Twenty-two Johnsons filed for election to Minnesota state or county offices this year (not counting one Johnston), edging out people named Anderson, who fielded 20 candidates (there were 15 Petersons, too). But while the Andersons finished second in the name game, one of their number struck the biggest blow on Election Day.
Robert Owen Anderson (he was just plain "Bob" on the ballot) is a 50-year-old who lives in a two-bedroom apartment in Woodbury and put his name on the Independence Party line when no one else did, plunking down $300 to file for the Sixth District congressional seat. If his last name was Schickelgruber, we would not have heard anything more about him. But his name is Anderson, and this is Minnesota, where people named Anderson are like people named Kennedy in Hyannisport: We want to vote for them.
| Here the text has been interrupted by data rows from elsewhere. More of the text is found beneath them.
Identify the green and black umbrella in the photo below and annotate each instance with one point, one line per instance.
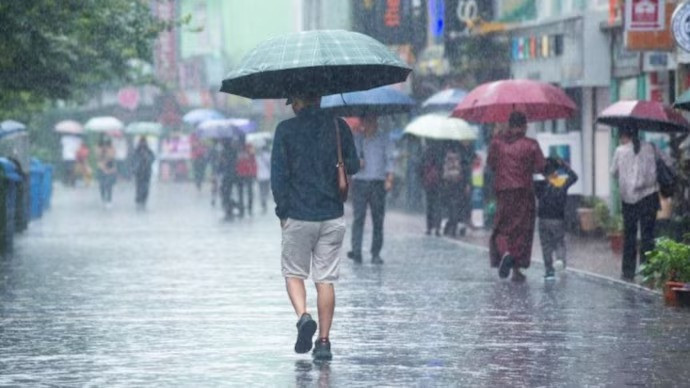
(315, 63)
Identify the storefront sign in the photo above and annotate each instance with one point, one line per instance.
(680, 25)
(625, 63)
(645, 15)
(534, 47)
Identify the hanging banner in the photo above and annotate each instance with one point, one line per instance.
(645, 15)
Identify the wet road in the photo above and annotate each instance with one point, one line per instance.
(176, 297)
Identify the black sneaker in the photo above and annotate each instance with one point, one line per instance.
(357, 257)
(306, 327)
(505, 266)
(322, 350)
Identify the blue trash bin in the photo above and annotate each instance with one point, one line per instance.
(10, 181)
(47, 185)
(36, 172)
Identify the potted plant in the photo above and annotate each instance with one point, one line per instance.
(614, 231)
(667, 267)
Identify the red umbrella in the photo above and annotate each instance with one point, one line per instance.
(649, 116)
(493, 102)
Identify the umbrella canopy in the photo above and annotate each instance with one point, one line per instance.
(218, 129)
(445, 99)
(314, 63)
(69, 127)
(244, 125)
(11, 126)
(379, 101)
(144, 128)
(107, 124)
(493, 102)
(648, 116)
(196, 116)
(441, 127)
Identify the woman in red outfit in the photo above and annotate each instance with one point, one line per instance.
(514, 158)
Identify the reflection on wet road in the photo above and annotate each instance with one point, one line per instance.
(176, 297)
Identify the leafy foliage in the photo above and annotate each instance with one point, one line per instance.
(670, 260)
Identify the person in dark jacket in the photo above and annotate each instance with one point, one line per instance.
(227, 165)
(552, 195)
(308, 203)
(141, 162)
(430, 171)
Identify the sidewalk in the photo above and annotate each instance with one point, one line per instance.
(588, 254)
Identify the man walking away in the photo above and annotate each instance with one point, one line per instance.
(370, 185)
(142, 160)
(514, 158)
(552, 195)
(227, 164)
(308, 203)
(246, 175)
(431, 181)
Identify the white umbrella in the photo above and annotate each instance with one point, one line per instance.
(69, 127)
(441, 127)
(104, 124)
(259, 139)
(144, 128)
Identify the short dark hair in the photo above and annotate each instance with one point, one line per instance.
(551, 165)
(517, 120)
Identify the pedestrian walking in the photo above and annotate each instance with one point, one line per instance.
(370, 185)
(456, 185)
(263, 174)
(552, 195)
(70, 146)
(107, 171)
(199, 160)
(214, 158)
(246, 175)
(142, 160)
(308, 203)
(227, 165)
(634, 165)
(431, 181)
(514, 158)
(82, 168)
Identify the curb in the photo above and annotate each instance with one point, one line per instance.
(578, 272)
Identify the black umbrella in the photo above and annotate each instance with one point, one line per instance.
(315, 63)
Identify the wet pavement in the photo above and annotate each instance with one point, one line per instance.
(175, 296)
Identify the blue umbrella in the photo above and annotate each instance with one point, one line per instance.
(380, 101)
(11, 126)
(196, 116)
(445, 99)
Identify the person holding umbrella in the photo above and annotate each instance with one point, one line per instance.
(310, 210)
(514, 158)
(142, 160)
(634, 166)
(313, 153)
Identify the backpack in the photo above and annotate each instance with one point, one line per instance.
(452, 167)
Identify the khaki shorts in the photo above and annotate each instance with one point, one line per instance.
(312, 247)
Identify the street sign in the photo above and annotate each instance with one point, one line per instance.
(680, 24)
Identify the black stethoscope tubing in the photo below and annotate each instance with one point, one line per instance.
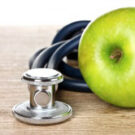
(52, 57)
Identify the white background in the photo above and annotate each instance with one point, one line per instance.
(55, 12)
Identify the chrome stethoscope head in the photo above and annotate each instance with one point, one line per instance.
(42, 107)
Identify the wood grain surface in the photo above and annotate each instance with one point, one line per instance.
(91, 116)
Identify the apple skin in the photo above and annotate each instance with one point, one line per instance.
(108, 75)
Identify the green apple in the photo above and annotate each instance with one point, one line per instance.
(107, 57)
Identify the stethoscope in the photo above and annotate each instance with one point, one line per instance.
(46, 69)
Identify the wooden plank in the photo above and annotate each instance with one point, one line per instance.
(91, 116)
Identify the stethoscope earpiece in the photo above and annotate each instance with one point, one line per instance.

A divorced father of two, Bob is a dental technician (his family owns an Edina lab that makes gold and porcelain crowns). Running a low-profile campaign on a shoestring -- he estimates the whole shebang cost under $800 -- Bob got 10 percent of the vote in the Sixth District, enough to help Motormouth Michele Bachmann hold off a challenge from Elwyn Tinklenberg despite Bachmann's notorious episode on "Hardball" that resulted in an avalanche of contributions to her opponent. Tinklenberg spent millions but should have made one more expenditure: He should have bought the name "Bob Anderson" from Bob Anderson.
Elwyn Tinklenberg? It was just "El" on the ballot, as in El Cid. But. c'mon: Mrs. Tinklenberg, what were you thinking? Nothing beats Bob. Especially when Bob is a clever guy.
Despite hope in many circles that El Tink would beat Bachmann, Minnesota's Madame Defarge won with 12,000 more votes than Tinklenberg. Bob came in third but received an impressive 40,644 votes, more than three times the number Tinklenberg lost by. And he did it with virtually no money or media. All he had was name recognition and plenty of it.
Around here, only "Betty Crocker" is warmer and fuzzier than "Bob Anderson."
Tinklenberg was endorsed by the DFL and the Independence Party. But you can appear on the ballot as the candidate of only one party, so Tinklenberg filed as a DFLer, leaving open the Independence Party line on the ballot. Mistake.
Nature abhors a vacuum. So did Fighting Bob Anderson.